Predigt zum Hochfest der Gottesmutter Maria – Neujahr (Lk 2,16-21)

Das Gute aufleuchten lassen

Am Ende eines Jahres wird gerne Bilanz gezogen. Die Statistik hat Hochkonjunktur. Wie war die Klimaerwärmung? War es wieder einmal ein Rekordjahr an Hitze, Unwettern, CO2-Emissionen. Wie war die Wirtschaftslage, das Wirtschaftswachstum, die Arbeitslosenrate? Auch die Kirche zieht Bilanz: Wie viele Taufen? Wie viele Hochzeiten? Wie viele Kirchenbesucher? Wie viele Kirchenaustritte? Wie viele Beerdigungen gab es im letzten Jahr?

Meine persönliche Bilanz lautet: Ich durfte im vergangenen Jahr 64 Menschen auf ihrem letzten irdischen Weg zum Grab begleiten. Ich sag das deshalb so salbungsvoll, weil ich es wirklich so empfunden habe. Von 64 Menschen, von denen ich die allermeisten vorher nicht kannte, wurde mir ihre Lebensgeschichte erzählt – ihre Lebensbilanz. Manchmal sehr ausführlich, manchmal nur in Stichworten, manchmal wurde mir gesagt, da gibt es nichts zu erzählen.

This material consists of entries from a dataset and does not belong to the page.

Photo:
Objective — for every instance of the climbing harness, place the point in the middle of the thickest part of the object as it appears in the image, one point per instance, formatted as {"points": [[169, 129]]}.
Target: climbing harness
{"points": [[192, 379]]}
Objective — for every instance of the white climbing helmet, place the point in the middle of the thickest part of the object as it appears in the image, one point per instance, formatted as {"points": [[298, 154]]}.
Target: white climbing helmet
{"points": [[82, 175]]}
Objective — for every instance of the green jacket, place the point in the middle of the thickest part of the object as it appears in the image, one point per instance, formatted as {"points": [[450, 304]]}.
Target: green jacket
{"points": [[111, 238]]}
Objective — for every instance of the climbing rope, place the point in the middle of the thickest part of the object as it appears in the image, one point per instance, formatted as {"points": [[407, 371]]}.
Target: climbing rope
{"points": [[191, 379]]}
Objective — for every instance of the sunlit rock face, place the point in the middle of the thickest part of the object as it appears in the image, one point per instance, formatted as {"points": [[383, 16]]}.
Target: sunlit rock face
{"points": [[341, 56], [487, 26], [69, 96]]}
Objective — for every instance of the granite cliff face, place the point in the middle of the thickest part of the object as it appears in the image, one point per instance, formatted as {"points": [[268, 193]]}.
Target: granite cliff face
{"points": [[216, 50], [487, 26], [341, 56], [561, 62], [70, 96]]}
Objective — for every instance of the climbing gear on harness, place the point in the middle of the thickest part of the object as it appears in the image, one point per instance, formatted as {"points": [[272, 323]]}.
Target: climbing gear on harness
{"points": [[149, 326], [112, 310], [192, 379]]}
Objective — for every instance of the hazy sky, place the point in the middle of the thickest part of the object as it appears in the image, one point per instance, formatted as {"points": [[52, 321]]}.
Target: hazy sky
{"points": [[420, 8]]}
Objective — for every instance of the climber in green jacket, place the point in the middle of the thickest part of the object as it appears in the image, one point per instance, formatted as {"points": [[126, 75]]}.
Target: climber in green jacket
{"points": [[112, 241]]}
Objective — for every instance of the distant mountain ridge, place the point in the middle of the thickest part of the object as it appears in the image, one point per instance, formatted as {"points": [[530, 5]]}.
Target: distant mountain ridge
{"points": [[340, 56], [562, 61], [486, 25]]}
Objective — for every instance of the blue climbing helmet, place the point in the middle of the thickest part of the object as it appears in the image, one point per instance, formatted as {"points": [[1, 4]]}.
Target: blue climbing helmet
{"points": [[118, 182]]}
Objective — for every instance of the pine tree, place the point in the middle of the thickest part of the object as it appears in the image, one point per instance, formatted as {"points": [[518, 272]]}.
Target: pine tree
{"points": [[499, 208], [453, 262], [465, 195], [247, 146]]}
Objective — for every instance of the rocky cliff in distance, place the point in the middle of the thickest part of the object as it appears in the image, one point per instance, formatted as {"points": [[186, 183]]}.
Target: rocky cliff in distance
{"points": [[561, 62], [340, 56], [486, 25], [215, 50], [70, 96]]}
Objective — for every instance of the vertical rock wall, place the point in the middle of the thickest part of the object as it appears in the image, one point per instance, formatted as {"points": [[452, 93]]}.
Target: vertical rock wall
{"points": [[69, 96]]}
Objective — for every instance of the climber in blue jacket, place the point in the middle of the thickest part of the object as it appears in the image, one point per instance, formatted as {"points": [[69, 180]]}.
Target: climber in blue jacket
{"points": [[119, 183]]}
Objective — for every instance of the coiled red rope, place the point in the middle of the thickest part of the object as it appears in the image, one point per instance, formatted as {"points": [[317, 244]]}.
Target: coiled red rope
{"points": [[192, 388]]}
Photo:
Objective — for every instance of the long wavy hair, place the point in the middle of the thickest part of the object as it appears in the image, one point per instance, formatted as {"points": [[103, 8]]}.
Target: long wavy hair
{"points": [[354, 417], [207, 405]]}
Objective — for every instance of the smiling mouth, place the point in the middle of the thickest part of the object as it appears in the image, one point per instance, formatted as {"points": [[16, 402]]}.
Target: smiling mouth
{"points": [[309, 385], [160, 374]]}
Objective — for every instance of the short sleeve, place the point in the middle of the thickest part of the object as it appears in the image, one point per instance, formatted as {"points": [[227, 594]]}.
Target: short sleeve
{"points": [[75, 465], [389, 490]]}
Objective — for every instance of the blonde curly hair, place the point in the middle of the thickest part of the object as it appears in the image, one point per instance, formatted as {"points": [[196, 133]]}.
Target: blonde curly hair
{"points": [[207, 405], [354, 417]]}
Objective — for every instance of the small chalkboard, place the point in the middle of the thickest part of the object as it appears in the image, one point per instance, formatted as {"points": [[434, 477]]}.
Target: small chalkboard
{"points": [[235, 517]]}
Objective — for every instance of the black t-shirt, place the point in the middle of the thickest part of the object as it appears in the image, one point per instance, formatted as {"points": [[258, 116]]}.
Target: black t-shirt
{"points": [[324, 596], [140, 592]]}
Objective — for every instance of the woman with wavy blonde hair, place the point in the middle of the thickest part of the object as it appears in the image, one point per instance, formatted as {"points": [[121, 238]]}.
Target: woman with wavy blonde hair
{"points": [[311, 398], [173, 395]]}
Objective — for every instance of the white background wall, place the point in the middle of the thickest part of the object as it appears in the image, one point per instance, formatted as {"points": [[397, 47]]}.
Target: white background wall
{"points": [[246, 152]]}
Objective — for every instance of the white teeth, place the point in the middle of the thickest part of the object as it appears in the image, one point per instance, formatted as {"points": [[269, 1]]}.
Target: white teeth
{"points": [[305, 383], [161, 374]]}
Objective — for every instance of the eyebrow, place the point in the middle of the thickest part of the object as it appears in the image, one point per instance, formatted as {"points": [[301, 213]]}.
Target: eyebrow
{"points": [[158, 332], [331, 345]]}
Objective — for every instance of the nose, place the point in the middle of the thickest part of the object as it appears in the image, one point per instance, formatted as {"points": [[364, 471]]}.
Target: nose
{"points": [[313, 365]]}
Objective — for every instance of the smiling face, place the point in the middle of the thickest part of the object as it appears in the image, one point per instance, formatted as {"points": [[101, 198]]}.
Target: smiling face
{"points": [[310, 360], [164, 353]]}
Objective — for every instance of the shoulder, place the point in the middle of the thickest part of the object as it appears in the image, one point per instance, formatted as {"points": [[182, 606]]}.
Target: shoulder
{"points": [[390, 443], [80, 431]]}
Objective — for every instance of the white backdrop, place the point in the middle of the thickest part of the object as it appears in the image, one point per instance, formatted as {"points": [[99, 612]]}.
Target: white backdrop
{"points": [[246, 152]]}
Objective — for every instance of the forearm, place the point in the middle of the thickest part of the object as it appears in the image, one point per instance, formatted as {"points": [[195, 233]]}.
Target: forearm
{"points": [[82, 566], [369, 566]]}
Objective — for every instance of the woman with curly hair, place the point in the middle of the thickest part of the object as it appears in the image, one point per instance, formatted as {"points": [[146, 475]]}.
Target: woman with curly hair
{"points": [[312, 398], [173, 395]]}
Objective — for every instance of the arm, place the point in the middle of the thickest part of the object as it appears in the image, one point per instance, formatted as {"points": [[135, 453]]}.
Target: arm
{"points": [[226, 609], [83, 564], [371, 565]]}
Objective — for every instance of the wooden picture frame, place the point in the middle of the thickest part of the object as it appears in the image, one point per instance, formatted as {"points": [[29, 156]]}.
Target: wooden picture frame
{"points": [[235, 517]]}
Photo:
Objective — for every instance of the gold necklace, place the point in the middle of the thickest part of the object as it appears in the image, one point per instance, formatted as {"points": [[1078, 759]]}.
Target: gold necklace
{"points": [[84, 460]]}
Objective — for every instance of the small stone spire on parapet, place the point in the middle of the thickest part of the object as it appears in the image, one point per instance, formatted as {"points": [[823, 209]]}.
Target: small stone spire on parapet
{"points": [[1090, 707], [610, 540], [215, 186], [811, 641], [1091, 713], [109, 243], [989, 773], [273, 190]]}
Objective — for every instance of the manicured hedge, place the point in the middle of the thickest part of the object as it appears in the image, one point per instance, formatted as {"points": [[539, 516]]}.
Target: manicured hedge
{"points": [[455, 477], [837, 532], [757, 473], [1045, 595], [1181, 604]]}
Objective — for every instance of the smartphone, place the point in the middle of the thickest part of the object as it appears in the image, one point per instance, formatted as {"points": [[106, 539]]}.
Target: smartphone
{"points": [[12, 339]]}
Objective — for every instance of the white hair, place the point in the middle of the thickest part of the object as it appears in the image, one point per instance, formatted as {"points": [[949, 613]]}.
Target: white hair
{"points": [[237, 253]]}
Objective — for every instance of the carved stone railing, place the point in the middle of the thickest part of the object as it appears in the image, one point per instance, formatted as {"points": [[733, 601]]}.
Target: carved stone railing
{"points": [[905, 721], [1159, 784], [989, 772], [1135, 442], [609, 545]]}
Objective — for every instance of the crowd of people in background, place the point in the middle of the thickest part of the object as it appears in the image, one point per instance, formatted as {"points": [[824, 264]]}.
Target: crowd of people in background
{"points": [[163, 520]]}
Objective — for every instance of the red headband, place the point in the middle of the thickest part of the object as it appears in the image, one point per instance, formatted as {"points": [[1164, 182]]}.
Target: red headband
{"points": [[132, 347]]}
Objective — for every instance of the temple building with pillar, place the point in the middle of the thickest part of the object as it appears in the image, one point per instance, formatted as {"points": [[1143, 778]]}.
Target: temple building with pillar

Was mir dabei allerdings jedes Mal sehr deutlich wurde: Egal, wie ein Leben auch abgelaufen ist, egal, mit welchen Höhen, mit welchen Tiefen, ein jedes Leben ist einzigartig. Es gibt keine Verdoppelungen, keine Wiederholungen, keine Plagiate.

Und bei dieser Lebensbilanz lebt außerdem eine sehr gute, alte Tradition wieder auf: De mortuis nihil nisi bene – Von den Toten soll man nur Gutes berichten. Und Interessant: auch wenn ein Leben völlig daneben gegangen ist, auch wenn Vieles falsch gemacht und sogar Böses getan wurde, man findet trotzdem in jedem Leben dieses Gute – und das leuchtet auf, am Grab, bei der Verabschiedung. Das ist keine Heuchelei, auch wenn es manchmal so empfunden wird, es ist vielmehr das, woran wir Christen glauben, die an einen Gott glauben, der Mensch wurde, einer von uns, um uns zu retten und zu erlösen: Am Ende eines Lebens, im Angesicht unseres Schöpfers und Erlösers, leuchtet das Gute auf, und sei es noch so klein und unbedeutend.

Warum das so ist, haben wir aus dem heutigen Evangelium erfahren. Die Hirten finden das Kind, das in der Krippe liegt, und sie erzählen, was sie von diesem Kind gehört haben: „Und alle, die es hörten, staunten über das, was ihnen erzählt wurde.“

Im Angesicht unseres Schöpfers und Erlösers leuchtet eben das Gute auf, und sei es noch so klein und unbedeutend.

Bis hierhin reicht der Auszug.